What does it take to give someone the perfect gift?
Is it an infinite amount of money, or the ability to search for presents all over the world? Does the success of a gift depend on how you present it, or is it something to do with the time and effort that goes into getting that product to the person?
The truth is that it really is the thought that counts. Ultimately, you can spend very little on a present and end up delighting someone so much more than if you had spent thousands of pounds. That’s because gifting is all about psychology.
When we give a gift, we show someone not only that we appreciate and love them, but that we also understand what makes them happy. There are few things better than the knowledge that the people you love really get what makes you, you.
With that in mind, here are three psychology-based tips you can use for better gift giving.
1. Be A Problem Solver
Ultimately, the amount of money you spend on a gift doesn’t matter nearly as much as what that gift can do for the other person. A present doesn’t have to be unique or amazing for it to be special. Most people will fall in love with a gift that solves a common problem in their life. According to studies, people are far more likely to respond positively to a practical gift than anything else.
So, how do you choose a practical gift? It’s easier than you think. All you need to do is pay attention to the kind of things that the people you care about complain about. If you notice that someone is always lamenting the fact that they have to spend a fortune to get a latte each morning, by them a gift that allows them to make their own café drinks at home.
If your friend is always complaining that she can never find a good pen, get them a set of engraved pens that they can keep on their desk, at home, and anywhere else they go throughout the day. The great thing about gifts like these is that they solve a problem, btu they also show that you listen.
2. Look for Long-Term Satisfaction
Have you ever bought an expensive present for a child only to see them completely forget about it a day later?

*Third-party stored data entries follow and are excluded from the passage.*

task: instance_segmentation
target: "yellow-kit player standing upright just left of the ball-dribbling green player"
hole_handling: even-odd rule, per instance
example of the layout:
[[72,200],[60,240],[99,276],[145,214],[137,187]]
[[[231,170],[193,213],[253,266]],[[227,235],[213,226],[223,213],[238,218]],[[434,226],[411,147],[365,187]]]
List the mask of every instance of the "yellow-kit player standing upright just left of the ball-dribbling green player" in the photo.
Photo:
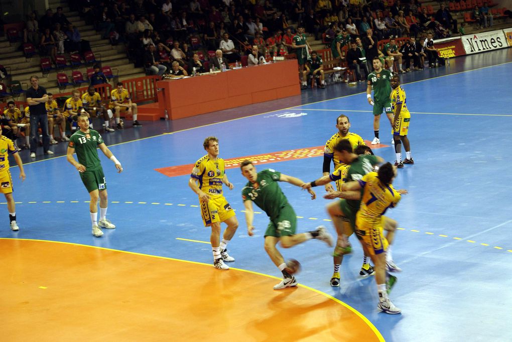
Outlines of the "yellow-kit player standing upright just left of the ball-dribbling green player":
[[[207,137],[204,139],[203,148],[207,154],[196,162],[188,186],[199,196],[204,225],[211,227],[210,242],[214,266],[219,270],[229,270],[224,261],[234,261],[234,258],[229,256],[226,246],[237,231],[238,220],[222,194],[222,184],[226,184],[229,190],[233,189],[233,184],[224,173],[224,159],[219,158],[219,139]],[[227,228],[220,241],[222,222]]]

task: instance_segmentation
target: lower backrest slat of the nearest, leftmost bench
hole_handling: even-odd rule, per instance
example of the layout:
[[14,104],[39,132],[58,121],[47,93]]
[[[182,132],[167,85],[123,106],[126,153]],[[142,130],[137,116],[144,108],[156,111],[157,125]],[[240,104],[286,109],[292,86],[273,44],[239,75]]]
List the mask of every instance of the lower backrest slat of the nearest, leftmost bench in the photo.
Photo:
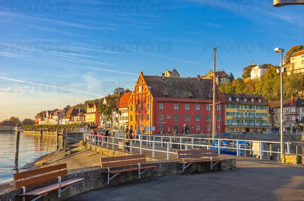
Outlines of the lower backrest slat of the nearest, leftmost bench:
[[21,188],[23,186],[28,186],[28,185],[39,183],[39,182],[42,182],[42,181],[54,179],[56,177],[62,177],[64,175],[67,175],[67,170],[66,169],[65,170],[60,170],[60,171],[57,171],[57,172],[52,172],[50,174],[45,174],[45,175],[29,178],[29,179],[24,179],[24,180],[21,180],[21,181],[17,181],[15,183],[15,188],[18,189],[18,188]]

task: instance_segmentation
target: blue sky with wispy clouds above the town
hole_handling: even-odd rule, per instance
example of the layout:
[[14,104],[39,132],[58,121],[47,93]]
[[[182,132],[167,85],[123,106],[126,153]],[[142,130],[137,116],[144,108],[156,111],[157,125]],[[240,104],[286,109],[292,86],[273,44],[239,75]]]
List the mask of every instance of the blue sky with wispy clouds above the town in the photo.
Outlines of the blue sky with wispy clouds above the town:
[[2,1],[0,120],[132,88],[139,71],[240,77],[304,44],[304,7],[273,1]]

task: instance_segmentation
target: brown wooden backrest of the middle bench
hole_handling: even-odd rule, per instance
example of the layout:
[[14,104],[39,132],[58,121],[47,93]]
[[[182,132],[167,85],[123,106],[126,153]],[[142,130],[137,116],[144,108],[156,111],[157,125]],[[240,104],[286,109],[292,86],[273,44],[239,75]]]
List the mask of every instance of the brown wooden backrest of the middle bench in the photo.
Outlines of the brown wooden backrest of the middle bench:
[[147,160],[145,158],[145,154],[100,158],[101,168],[112,168],[119,166],[134,165],[139,163],[145,163],[146,161]]

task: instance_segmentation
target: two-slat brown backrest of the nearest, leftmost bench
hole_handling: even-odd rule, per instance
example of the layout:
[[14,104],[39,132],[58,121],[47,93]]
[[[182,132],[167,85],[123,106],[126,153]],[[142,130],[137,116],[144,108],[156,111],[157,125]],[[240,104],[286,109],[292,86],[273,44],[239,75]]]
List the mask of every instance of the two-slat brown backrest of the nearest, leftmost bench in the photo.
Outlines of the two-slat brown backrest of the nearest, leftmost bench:
[[[40,175],[40,176],[36,176],[36,175]],[[64,175],[67,175],[66,164],[59,164],[55,166],[49,166],[35,170],[15,173],[13,176],[14,176],[14,180],[23,179],[15,183],[15,188],[18,189],[23,186],[28,186],[42,181],[54,179],[57,177],[62,177]]]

Some gifts are designed to bring more short-term joy than long-term results. For instance, if you’re buying someone a gift for valentines day, then a bouquet of flowers might seem like the obvious choice. However, while those flowers are beautiful and romantic and first, they’ll quickly lose their appeal, and the gift becomes forgettable.

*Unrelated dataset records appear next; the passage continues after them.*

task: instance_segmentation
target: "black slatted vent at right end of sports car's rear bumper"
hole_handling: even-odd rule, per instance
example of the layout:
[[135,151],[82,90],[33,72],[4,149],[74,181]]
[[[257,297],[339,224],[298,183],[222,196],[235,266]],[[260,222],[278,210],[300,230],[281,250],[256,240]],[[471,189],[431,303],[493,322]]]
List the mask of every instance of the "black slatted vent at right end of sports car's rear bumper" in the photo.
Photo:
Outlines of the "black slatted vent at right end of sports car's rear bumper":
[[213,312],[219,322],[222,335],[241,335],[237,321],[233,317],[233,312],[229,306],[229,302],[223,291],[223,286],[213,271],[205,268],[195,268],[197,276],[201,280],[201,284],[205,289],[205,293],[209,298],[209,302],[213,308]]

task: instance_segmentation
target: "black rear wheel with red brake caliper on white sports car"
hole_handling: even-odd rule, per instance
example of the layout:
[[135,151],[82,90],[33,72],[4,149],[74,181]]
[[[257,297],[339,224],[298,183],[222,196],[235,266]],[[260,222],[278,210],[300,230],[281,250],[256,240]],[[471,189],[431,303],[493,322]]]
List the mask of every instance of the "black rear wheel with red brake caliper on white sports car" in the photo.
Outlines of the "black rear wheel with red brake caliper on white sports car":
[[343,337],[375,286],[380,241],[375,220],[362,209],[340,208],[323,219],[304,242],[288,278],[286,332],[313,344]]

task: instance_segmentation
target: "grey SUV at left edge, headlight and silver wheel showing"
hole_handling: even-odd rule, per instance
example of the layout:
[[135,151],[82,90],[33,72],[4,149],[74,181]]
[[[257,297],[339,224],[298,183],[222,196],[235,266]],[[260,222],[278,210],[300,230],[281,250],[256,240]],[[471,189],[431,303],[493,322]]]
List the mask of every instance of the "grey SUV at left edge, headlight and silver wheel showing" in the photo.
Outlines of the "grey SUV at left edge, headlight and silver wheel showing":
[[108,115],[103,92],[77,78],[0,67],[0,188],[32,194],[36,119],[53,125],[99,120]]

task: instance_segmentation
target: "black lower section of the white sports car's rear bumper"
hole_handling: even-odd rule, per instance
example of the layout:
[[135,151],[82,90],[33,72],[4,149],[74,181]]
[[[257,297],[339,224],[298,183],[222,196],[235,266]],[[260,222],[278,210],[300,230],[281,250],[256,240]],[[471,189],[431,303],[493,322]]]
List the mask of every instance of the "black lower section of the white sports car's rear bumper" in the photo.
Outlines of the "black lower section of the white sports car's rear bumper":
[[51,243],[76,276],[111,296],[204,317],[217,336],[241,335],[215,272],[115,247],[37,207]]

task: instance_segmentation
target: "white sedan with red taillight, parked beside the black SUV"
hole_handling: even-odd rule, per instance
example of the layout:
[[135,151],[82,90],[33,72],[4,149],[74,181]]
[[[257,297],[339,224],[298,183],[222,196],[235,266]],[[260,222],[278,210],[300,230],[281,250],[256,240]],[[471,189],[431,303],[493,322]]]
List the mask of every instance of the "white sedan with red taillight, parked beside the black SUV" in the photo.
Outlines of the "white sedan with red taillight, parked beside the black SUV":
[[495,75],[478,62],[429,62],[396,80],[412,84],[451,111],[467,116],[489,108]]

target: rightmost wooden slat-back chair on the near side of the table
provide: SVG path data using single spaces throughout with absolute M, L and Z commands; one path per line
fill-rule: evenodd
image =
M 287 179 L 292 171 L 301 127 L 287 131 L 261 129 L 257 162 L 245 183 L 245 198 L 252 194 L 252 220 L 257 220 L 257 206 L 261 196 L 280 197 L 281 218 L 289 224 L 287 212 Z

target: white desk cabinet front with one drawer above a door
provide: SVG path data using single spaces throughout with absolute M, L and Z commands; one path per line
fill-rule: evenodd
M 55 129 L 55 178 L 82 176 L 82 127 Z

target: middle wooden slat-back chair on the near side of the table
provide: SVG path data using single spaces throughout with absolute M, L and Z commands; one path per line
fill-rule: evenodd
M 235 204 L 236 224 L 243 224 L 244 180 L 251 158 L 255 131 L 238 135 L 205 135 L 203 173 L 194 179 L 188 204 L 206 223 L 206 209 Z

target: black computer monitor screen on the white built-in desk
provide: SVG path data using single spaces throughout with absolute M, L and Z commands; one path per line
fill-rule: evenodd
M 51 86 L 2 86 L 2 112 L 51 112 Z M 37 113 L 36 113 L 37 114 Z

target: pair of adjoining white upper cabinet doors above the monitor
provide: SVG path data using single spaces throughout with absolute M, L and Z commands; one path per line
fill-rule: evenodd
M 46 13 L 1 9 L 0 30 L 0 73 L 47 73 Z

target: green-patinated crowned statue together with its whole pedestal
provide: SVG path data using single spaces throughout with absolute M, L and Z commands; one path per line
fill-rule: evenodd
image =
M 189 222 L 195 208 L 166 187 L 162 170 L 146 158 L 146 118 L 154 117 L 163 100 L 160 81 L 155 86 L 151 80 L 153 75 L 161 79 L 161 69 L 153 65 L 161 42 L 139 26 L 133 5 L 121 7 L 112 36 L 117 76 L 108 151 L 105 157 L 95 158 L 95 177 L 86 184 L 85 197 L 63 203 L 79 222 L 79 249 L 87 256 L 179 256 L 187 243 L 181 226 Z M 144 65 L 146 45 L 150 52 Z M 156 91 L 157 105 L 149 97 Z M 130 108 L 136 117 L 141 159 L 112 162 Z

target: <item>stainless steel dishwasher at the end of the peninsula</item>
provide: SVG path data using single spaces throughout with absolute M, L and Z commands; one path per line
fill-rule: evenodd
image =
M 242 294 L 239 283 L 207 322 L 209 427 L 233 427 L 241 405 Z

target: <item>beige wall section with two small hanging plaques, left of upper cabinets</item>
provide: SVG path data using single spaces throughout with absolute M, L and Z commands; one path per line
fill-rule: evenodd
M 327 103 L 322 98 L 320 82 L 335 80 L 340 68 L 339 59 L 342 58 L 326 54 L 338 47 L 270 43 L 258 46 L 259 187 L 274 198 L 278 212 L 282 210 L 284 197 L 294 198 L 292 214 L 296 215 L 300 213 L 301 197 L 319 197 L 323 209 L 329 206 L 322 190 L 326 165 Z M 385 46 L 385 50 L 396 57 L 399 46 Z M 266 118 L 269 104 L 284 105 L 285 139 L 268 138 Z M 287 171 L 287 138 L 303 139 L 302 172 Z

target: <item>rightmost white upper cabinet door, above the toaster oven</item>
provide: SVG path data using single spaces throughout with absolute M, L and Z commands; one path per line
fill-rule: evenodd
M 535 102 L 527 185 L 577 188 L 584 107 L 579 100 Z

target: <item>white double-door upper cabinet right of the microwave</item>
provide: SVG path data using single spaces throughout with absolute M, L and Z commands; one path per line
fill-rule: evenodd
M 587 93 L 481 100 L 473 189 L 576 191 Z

On the other hand, if you choose a gift that the person you’re buying for can enjoy time and time again, you improve your chances of giving something that’s going to stick in their mind for years to come. Think about how you can deliver long-term benefits with each gift.
For instance, rather than buying someone a box of chocolates, get them the fondue set that they can bring out every time they have a movie night with their partner.

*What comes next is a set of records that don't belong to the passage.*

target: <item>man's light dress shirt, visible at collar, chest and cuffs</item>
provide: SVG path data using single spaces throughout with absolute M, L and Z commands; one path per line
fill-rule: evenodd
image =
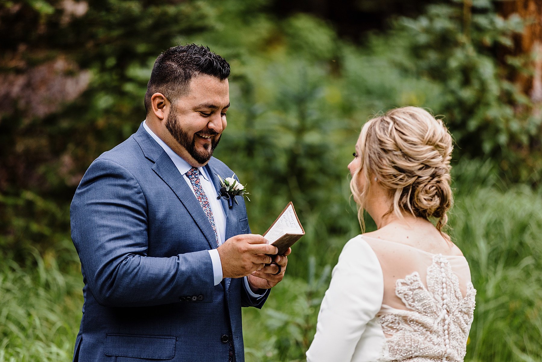
M 167 155 L 171 158 L 171 161 L 173 161 L 173 164 L 175 164 L 175 167 L 179 170 L 179 173 L 183 176 L 186 183 L 188 183 L 188 186 L 190 186 L 190 189 L 192 190 L 192 193 L 194 194 L 194 197 L 196 197 L 196 192 L 194 191 L 192 187 L 192 183 L 190 182 L 190 179 L 186 175 L 186 172 L 192 168 L 188 162 L 183 160 L 182 157 L 177 155 L 175 151 L 173 151 L 160 137 L 154 134 L 153 131 L 147 126 L 146 120 L 143 122 L 143 127 L 145 130 L 151 135 L 151 137 L 156 141 L 160 147 L 166 151 Z M 205 170 L 204 167 L 198 167 L 199 169 L 199 181 L 201 181 L 202 188 L 205 192 L 205 195 L 207 195 L 207 199 L 209 200 L 209 205 L 211 206 L 211 212 L 212 216 L 215 219 L 215 226 L 216 226 L 216 233 L 218 235 L 218 245 L 222 245 L 222 243 L 225 242 L 225 234 L 226 234 L 226 214 L 224 212 L 224 208 L 222 207 L 222 202 L 220 200 L 217 200 L 215 195 L 217 195 L 215 186 L 212 184 L 211 179 L 209 175 L 207 174 L 207 170 Z M 222 262 L 220 261 L 220 255 L 218 254 L 218 250 L 211 249 L 209 250 L 209 255 L 211 256 L 211 262 L 212 262 L 212 270 L 214 273 L 214 281 L 215 285 L 219 284 L 222 279 Z M 255 294 L 252 290 L 250 290 L 250 286 L 248 284 L 247 277 L 244 277 L 244 287 L 247 289 L 248 293 L 257 298 L 260 296 L 263 296 L 263 294 Z

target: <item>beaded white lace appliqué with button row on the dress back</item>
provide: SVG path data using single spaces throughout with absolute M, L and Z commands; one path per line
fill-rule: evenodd
M 462 362 L 473 321 L 476 290 L 467 283 L 463 297 L 448 259 L 433 257 L 427 288 L 417 271 L 396 282 L 395 294 L 408 310 L 379 317 L 385 335 L 383 361 Z

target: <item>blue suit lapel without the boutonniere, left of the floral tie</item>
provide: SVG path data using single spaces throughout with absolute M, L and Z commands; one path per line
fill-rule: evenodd
M 166 151 L 152 139 L 151 135 L 143 128 L 143 125 L 139 127 L 134 138 L 138 142 L 139 147 L 141 147 L 145 157 L 154 162 L 152 167 L 154 172 L 177 195 L 177 198 L 182 202 L 196 225 L 204 234 L 211 249 L 216 249 L 215 231 L 212 230 L 211 223 L 203 208 L 199 205 L 199 201 L 193 195 L 190 186 L 186 183 L 184 177 L 179 174 L 175 163 L 171 161 Z M 179 220 L 179 222 L 182 222 L 182 220 Z

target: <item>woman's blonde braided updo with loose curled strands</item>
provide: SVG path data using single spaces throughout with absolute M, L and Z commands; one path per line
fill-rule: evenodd
M 365 123 L 358 142 L 360 166 L 354 170 L 350 189 L 358 205 L 362 232 L 370 180 L 376 177 L 393 200 L 385 215 L 393 213 L 403 219 L 406 212 L 427 220 L 435 218 L 436 228 L 442 233 L 453 204 L 453 145 L 442 120 L 418 107 L 392 109 Z M 362 173 L 366 182 L 360 188 Z

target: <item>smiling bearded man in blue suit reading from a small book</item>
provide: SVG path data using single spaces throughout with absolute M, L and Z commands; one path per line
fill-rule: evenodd
M 160 54 L 145 121 L 83 176 L 70 208 L 85 282 L 74 361 L 244 360 L 241 307 L 262 307 L 287 257 L 250 234 L 242 197 L 217 199 L 217 175 L 233 174 L 212 157 L 229 73 L 202 46 Z

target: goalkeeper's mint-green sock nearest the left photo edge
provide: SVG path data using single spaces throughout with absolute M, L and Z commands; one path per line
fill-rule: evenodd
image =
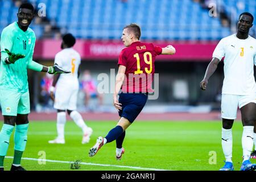
M 3 124 L 0 132 L 0 167 L 3 167 L 3 160 L 7 154 L 11 133 L 13 133 L 14 126 Z

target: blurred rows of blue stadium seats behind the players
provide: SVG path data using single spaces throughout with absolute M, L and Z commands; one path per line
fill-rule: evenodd
M 82 39 L 119 39 L 123 26 L 131 22 L 141 25 L 142 39 L 219 40 L 231 34 L 229 27 L 222 26 L 220 18 L 210 17 L 207 9 L 192 0 L 30 2 L 36 7 L 39 3 L 45 3 L 49 24 L 55 24 L 61 33 L 71 32 Z M 249 3 L 244 2 L 249 7 Z M 10 11 L 6 11 L 7 9 Z M 3 27 L 16 20 L 17 7 L 12 1 L 0 0 L 0 10 L 2 31 Z M 31 28 L 36 32 L 37 38 L 44 38 L 42 24 L 36 24 L 34 20 Z

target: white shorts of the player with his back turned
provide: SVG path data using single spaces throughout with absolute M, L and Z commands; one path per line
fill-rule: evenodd
M 79 88 L 57 86 L 54 108 L 59 110 L 76 110 L 78 92 Z

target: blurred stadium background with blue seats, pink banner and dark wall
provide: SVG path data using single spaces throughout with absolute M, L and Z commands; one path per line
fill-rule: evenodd
M 0 0 L 0 31 L 17 20 L 24 1 Z M 112 93 L 98 93 L 101 73 L 113 85 L 118 55 L 123 47 L 122 29 L 129 23 L 142 28 L 142 42 L 156 46 L 172 44 L 174 56 L 159 56 L 159 97 L 148 100 L 143 113 L 209 113 L 220 110 L 224 78 L 223 61 L 210 78 L 208 90 L 200 90 L 212 52 L 218 41 L 236 32 L 238 16 L 255 16 L 254 0 L 31 0 L 36 16 L 31 24 L 36 34 L 34 60 L 52 65 L 61 36 L 77 38 L 75 49 L 82 57 L 78 110 L 85 113 L 116 113 Z M 255 37 L 256 26 L 250 30 Z M 112 71 L 110 70 L 112 69 Z M 31 110 L 55 112 L 49 99 L 52 77 L 28 71 Z M 110 90 L 110 88 L 109 88 Z

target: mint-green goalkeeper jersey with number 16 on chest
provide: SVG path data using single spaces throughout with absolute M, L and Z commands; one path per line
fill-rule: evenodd
M 17 92 L 28 91 L 27 67 L 32 61 L 35 47 L 35 33 L 31 28 L 23 31 L 18 23 L 14 22 L 5 27 L 1 34 L 1 65 L 0 65 L 0 89 L 16 90 Z M 14 64 L 6 64 L 8 57 L 5 49 L 10 52 L 25 55 L 23 59 L 17 60 Z

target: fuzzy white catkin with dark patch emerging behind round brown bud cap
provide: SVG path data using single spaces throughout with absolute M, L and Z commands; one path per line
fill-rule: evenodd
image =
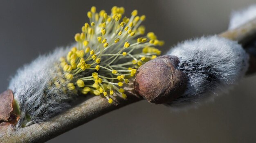
M 188 77 L 185 93 L 170 104 L 175 108 L 196 107 L 226 92 L 244 76 L 249 59 L 236 41 L 218 36 L 184 41 L 167 54 L 180 58 L 177 69 Z

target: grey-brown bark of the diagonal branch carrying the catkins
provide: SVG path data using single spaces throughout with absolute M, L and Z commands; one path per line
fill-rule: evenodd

3. Give Them What they Ask For
Finally, a gift doesn’t have to be a surprise for it to be meaningful. Many of us assume that we have to think hard to find a present that our loved ones could never predict us getting for them. However, the truth is that some of the best gifts are the ones that we actually ask for. Your friend or loved one is trusting you by telling you something that they really want. According to psychological study, people don’t mind missing out on the surprise part of the gift if it means they get what they want.
The next time you ask someone in your friend or family circle what they want for a present, and they give you some ideas, make a note and actually look into buying those items. It might seem like you’re not being very thoughtful or exciting, but the reality is that you’re listening to what that person really needs and doing what it takes to make them happy.
You might even decide to share lists of what you really want with other members of your family, so you can make gift giving a little easier for everyone. We can all do with a little inspiration at times.